For this new installment of our Draw Me A Fridge series (read about it here), Alexia met with Professor Hervé This.

Hervé This (pronounced “tiss”) is an internationally renowned physico-chemist, a professor at the AgroParisTech institute, and the only person to hold a doctorate in molecular gastronomy, a cutting-edge field he co-created with Nichola Kurti. (See also: Notes from the moleculat gastronomy conference.)

A long-time accomplice to famed French chef Pierre Gagnaire, a popular French television personality, and a bestselling cookbook author, he uses the latest research in the chemistry, physics, and biology of food to challenge traditional ideas about cooking and eating.

Amongst his many projects, he has been commissioned by the Ministry of Education to create cooking workshops in French primary schools, and he is tirelessly determined to reinvent the way we cook. At the time of our meeting, Professor This was on his way to Canada to introduce his concept of “note by note cooking” or, in his own words, “the world’s next culinary trend” (more information on his blog). His latest, just-released book is called La Cuisine note à note en douze questions souriantes.

AC: What are your fridge staples?

HT: My wife laughs about the fact that there is always a piece of smoked lard to be found in the fridge, even though the lard is smoked and salted precisely so that it can be kept outside of a fridge!

My fridge is actually really, really, packed. On the top shelf, I keep all sorts of homemade preparations such as chutneys (that could be kept outside the fridge as well), harissa, ketchup, and ginger preserves.

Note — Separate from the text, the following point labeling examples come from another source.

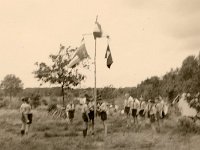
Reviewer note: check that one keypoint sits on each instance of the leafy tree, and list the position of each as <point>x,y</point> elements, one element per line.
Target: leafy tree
<point>11,85</point>
<point>58,73</point>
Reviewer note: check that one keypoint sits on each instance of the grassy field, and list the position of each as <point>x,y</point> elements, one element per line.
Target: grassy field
<point>49,134</point>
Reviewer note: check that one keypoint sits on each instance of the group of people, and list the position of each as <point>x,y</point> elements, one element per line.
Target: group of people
<point>139,108</point>
<point>88,114</point>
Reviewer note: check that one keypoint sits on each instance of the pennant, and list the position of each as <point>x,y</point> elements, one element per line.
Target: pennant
<point>79,55</point>
<point>97,33</point>
<point>109,57</point>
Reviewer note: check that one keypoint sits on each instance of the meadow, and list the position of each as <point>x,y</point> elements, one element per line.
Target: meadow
<point>47,133</point>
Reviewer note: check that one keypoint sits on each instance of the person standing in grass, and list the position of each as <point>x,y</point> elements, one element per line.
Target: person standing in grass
<point>26,116</point>
<point>103,113</point>
<point>91,114</point>
<point>70,111</point>
<point>127,104</point>
<point>85,116</point>
<point>135,110</point>
<point>141,113</point>
<point>152,114</point>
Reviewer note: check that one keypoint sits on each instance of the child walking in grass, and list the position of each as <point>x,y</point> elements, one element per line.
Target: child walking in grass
<point>26,116</point>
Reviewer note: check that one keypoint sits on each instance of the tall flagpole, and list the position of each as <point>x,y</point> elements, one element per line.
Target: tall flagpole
<point>95,74</point>
<point>95,82</point>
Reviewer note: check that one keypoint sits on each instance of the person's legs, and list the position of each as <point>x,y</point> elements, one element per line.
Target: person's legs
<point>23,128</point>
<point>27,126</point>
<point>105,128</point>
<point>85,128</point>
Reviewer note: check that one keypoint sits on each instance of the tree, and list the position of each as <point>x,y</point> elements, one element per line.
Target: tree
<point>11,85</point>
<point>58,73</point>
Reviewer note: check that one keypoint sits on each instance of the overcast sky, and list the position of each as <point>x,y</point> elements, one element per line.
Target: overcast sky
<point>147,37</point>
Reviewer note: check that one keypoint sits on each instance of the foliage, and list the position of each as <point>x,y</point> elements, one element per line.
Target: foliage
<point>58,73</point>
<point>35,100</point>
<point>11,85</point>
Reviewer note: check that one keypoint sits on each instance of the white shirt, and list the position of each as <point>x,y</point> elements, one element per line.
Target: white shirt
<point>85,108</point>
<point>25,108</point>
<point>103,107</point>
<point>70,107</point>
<point>142,105</point>
<point>135,104</point>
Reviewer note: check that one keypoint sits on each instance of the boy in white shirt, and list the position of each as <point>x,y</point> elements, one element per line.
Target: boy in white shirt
<point>70,109</point>
<point>26,116</point>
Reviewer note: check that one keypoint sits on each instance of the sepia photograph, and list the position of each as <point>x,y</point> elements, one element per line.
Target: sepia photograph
<point>100,75</point>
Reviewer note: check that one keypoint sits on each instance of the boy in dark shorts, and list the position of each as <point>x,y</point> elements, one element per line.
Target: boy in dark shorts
<point>103,112</point>
<point>26,116</point>
<point>70,109</point>
<point>91,115</point>
<point>85,116</point>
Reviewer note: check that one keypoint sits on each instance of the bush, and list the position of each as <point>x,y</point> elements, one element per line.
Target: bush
<point>35,100</point>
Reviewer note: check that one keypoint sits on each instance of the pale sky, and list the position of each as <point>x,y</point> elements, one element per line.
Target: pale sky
<point>147,37</point>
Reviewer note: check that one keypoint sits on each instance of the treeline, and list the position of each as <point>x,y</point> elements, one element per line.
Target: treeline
<point>183,79</point>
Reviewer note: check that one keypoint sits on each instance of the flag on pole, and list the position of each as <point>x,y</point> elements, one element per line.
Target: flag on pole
<point>109,57</point>
<point>79,55</point>
<point>97,33</point>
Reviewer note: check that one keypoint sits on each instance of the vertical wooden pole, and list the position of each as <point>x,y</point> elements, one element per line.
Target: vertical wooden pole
<point>95,90</point>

The freezer is also very crowded. In it you’ll find meat filling for pâté vosgien* since I always make too much of it. You will also find small containers of stock from pork trotters Sainte-Ménehould [an age-old specialty made of pork trotters that have been bound and slow-cooked in white wine, with herbs and spices] that has cooked for over four days. The result is a stock so tasty that just a teaspoonful is enough to bring flavor to any dish.

AC: That sounds good.

HT: You bet. I make a mean pork trotters Sainte-Ménehould! Oh, you will also find a bottle of vodka.

But back to the fridge… I keep dried tomatoes in oil (baked at 95 degrees Celsius and preserved in olive oil with lemon juice, salt, sugar, thyme, and rosemary); lemons preserved in salt; homemade pissalat [a condiment from Nice made with puréed anchovies, flavored with cloves, thyme, bay leaf and black pepper, and mixed with olive oil] of which I made three kilos — I should have enough for years since I only use a tiny bit at a time.

In the door of the fridge, I keep poutargue [a.k.a. bottarga, a sort of fish spawn pickle preserved in salt, also known as the “Mediterranean caviar”], capers, unsalted butter and salted butter, fat from foie gras, and a garlic saucisson.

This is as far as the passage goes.